The following review has spoilers for last weekend’s premiere episodes of Work in Progress Season Two.
“I think it’s difficult for everyone acknowledging whatever trauma of whatever form you’ve been through in your life is enough to fracture you in the ways that you’re fractured,” co-host Sarah Marshall mused in an episode of her podcast You’re Wrong About. “You can look back on your life and be like wow I have all of these issues and they came from what the true crime books would call an idyllic American childhood… we are the way that we are because we’re humans and we’re fragile and we have a hard time with intimacy and loving each other and accepting ourselves and that’s just the human condition. You don’t have to have been roasted on a spit by Satanists in order to just have a hard time being a human being.”

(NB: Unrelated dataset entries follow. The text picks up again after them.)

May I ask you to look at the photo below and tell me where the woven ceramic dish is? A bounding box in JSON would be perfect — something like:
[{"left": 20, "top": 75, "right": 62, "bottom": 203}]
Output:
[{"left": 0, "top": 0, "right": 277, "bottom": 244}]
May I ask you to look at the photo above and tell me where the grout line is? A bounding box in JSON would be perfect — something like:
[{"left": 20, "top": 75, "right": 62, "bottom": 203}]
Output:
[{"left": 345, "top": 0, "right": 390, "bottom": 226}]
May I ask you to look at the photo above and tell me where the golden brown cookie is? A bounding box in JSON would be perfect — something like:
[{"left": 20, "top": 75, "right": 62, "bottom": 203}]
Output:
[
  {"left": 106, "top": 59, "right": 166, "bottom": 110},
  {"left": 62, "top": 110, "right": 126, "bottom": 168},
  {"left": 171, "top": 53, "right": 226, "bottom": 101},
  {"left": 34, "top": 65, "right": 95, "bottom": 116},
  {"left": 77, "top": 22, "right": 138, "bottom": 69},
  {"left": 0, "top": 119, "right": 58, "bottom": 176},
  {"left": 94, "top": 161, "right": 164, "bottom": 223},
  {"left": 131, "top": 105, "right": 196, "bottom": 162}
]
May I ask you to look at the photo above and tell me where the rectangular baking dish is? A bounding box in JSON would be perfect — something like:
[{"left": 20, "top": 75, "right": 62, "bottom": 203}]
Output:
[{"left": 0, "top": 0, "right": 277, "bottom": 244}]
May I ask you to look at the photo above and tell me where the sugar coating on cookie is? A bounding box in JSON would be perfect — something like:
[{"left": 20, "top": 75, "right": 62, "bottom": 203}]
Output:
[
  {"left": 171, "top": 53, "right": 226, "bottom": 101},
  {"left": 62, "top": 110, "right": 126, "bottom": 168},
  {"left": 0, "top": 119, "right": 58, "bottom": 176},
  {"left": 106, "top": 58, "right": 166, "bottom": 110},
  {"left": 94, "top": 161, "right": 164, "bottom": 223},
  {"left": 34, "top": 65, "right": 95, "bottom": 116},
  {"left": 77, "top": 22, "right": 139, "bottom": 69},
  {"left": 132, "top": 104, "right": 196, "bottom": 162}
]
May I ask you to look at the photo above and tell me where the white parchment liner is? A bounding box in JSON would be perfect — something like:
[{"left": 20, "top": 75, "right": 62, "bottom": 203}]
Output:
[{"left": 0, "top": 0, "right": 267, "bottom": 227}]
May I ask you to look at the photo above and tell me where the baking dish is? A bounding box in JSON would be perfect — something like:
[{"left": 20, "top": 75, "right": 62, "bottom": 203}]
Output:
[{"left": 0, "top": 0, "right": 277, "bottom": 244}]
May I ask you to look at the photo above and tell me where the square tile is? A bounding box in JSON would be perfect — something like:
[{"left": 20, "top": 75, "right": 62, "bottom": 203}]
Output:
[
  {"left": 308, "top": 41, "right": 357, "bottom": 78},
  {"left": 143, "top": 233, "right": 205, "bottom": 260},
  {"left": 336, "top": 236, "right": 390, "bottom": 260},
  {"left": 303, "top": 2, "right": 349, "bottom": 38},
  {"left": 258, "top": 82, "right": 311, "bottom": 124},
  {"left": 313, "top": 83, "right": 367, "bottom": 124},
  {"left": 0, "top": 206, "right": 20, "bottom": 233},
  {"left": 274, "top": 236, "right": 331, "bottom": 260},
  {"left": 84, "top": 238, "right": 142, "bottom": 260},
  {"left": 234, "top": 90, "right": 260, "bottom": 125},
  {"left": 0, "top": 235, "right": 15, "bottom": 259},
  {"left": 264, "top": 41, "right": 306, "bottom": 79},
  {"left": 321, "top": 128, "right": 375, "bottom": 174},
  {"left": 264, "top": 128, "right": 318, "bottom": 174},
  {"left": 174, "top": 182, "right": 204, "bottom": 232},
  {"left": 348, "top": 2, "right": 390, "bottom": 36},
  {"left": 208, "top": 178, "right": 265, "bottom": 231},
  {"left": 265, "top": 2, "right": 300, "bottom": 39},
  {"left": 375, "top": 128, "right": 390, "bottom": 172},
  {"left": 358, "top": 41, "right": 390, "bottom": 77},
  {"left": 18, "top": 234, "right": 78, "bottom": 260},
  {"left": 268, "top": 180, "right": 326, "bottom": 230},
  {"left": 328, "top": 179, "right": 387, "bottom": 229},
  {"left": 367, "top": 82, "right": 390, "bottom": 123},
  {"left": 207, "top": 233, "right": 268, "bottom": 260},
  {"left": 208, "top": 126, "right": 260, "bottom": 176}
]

I kept thinking about this quote as I watched the second season premiere of Work in Progress. It’s been a year and a half since we left Abby McEnany’s semi-autobiographical queer dyke standing in the snow — suicidal, rejected, having just hurt the person she loves. But here we are picking up soon after and she’s mostly doing alright. She got promoted, her best friend Campbell (Celeste Pechous) moved in with her, and she’s looking for a new therapist. “Life just got in the way of me killing myself,” she tells one of the many candidates.
If the first season was a spiral, the second seems to be about the mundanity of doing okay. And like the first season, its humor, its pathos, its power is found in its casual, low-key specificity.
Work in Progress is unique in its focus on Abby — one need only watch Showtime’s previous timeslot to recognize the rarity on TV of a fat butch dyke whose ex is a non-binary trans man. But it’s also unique in its insistence that Abby’s life is enough, that her story alone is worthy of a television show.
The first episode of the new season checks back in with Abby. We see her in several new therapists’ offices. We see her at work and with her sister and with her friends. And we even learn from King (Armand Fields) that her now ex Chris (Theo Germaine) is getting top surgery, though he and Abby are no longer speaking. But it’s the second episode that deepens this new season, offering us a journey through Abby’s past.
Starting with therapist #1, we follow child Abby (Shaya Harris) as she learns how to cope with her anxiety and OCD. (Yes, this season has swapped dwindling almonds for increasing shrinks.) She’s a fairly normal kid despite her eccentricities. She moves a lot for her dad’s job, but she always seems to find friends. She’s fat and gay and precocious but the bullying she receives is minimal. And while, to quote one of the therapists, “her brain works differently,” she finds support in a feminist mom who not only takes her to these various therapists but talks her down each night with a soothing repetition of OCD-countering affirmations.
These first two episodes manage to find plenty of humor in bad therapists — and Abby’s neurotic dismissal of good ones — but most of this episode is spent with a great therapist: #4 Dr. Oh (Helen Joo Lee). She’s patient and understanding and nonjudgmental and provides Abby with her primary coping mechanism of journaling. Through her we see that while therapy isn’t a cure, it can provide support. Abby has so much support.
But she doesn’t have her father. He’s not dead or abusive or even all that mean. He just works a lot and is emotionally distant. He’s just the reason Abby always has to move. This is enough to build resentment. This is enough for a fragile, mentally ill queer kid to feel lost.
We talk a lot about how the history of queer representation is tragic. We also talk about how to counter that tragedy the community is eager for conventional happy endings. But the real counter to capital T Trauma isn’t Joy — it’s lower case t trauma. Maybe you think Abby hasn’t experienced a life that justifies her bad behavior. But she doesn’t behave badly because of some tragic backstory. She behaves badly because she’s human and sometimes humans behave badly. Because of trauma, because of mental illness, but also just because.
I love Abby because of this bad behavior as much as I love her for being funny and affectionate and sharp. I love that this beautiful exploration of mental illness and queer community is back on our screens. I love how we’re all imperfect, but trying our bests to get better, every episode, every season, of our complicated little lives.